Ucapan Syekh Ibnu Qasim ini kelihatannya mengharuskan berkumpul antara seruan
taat dan himbauan menghindari makshiat, sebab takwa adalah mematuhi perintah
dan menjauhi larangan, namun sebenarnya tidak demikian kesimpulannya. Akan
tetapi cukup menyampaikan salah satu dari keduanya sesuai pendapatnya Syekh
Ibnu Hajar. Tidak cukup sebatas menghindarkan dari dunia dan segala tipu
dayanya menurut kesepakatan ulama”. (Syekh Ibrahim al-bajuri, Hasyiyah
al-Bajuri ‘ala Ibni Qasim, Kediri, Ponpes Fathul Ulum, tanpa tahun, juz.1,
hal.218-219)
Keempat, membaca ayat suci al-Quran di salah
satu dua khutbah.
Membaca ayat suci al-Quran dalam khutbah
standarnya adalah ayat al-Qur'an yang dapat memberikan pemahaman makna yang
dimaksud secara sempurna. Baik berkaitan dengan janji-janji, ancaman, mauizhah,
cerita dan lain sebagainya.
Seperti contoh:
يَا
أَيُّهَا الَّذِينَ آمَنُواْ اتَّقُواْ اللهَ وَكُونُواْ مَعَ الصَّادِقِينَ
“Wahai orag-orang beriman, bertakwalah kepada
Allah dan bersamalah orang-orang yang jujur”. (QS. at-Taubah: 119).

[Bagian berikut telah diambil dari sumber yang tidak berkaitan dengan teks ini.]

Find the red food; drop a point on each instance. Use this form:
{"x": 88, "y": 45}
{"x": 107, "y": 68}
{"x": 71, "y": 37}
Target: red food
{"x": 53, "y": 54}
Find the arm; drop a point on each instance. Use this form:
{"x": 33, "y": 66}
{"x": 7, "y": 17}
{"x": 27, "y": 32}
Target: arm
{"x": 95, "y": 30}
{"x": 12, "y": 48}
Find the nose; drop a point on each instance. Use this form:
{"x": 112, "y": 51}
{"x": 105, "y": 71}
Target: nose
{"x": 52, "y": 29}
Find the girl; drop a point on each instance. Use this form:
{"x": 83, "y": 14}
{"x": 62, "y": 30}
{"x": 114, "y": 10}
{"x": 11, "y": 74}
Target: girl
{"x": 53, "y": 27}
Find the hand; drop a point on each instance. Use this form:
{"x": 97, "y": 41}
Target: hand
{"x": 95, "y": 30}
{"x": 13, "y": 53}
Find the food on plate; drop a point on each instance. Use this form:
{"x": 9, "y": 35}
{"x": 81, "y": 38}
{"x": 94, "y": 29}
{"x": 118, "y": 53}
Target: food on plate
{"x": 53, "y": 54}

Tidak mencukupi membaca potongan ayat yang
tidak dapat dipahami maksudnya secara sempurna, tanpa dirangkai dengan ayat
lainnya. Seperti:
ثُمَّ
نَظَرَ
“Kemudian dia memikirkan” (QS. Al-Muddatsir
ayat 21).
Membaca ayat al-quran lebih utama ditempatkan
pada khutbah pertama.
Syekh Abu Bakr bin Syatha mengatakan:
(قوله ورابعها) أي
أركان الخطبتين (قوله قراءة آية) أي سواء كانت وعدا أم وعيدا أم حكما أم قصة) وقوله مفهمة) أي معنى مقصودا كالوعد والوعيد وخرج به
ثم نظر أو ثم عبس لعدم الإفهام (قوله وفي الأولى
أولى) أي وكون قراءة الآية في الخطبة الأولى أي بعد فراغها أولى من كونها في الخطبة
الثانية لتكون في مقابلة الدعاء للمؤمنين في الثانية
“Rukun keempat adalah membaca satu ayat yang
memberi pemahaman makna yang dapat dimaksud secara sempurna, baik berupa
janji-janji, ancaman, hikmah atau cerita. Mengecualikan seperti ayat “tsumma
nadhara”, atau “abasa” karena tidak memberikan kepahaman makna secara
sempurna. Membaca ayat lebih utama dilakukan di khutbah pertama dari pada
ditempatkan di khutbah kedua, agar dapat menjadi pembanding keberadaan doa
untuk kaum mukminin di khutbah kedua.” (Syekh Abu Bakr bin Syatha, I’anatut
Thalibin, juz.2, hal.66, cetakan al-Haramain-Surabaya, tanpa tahun).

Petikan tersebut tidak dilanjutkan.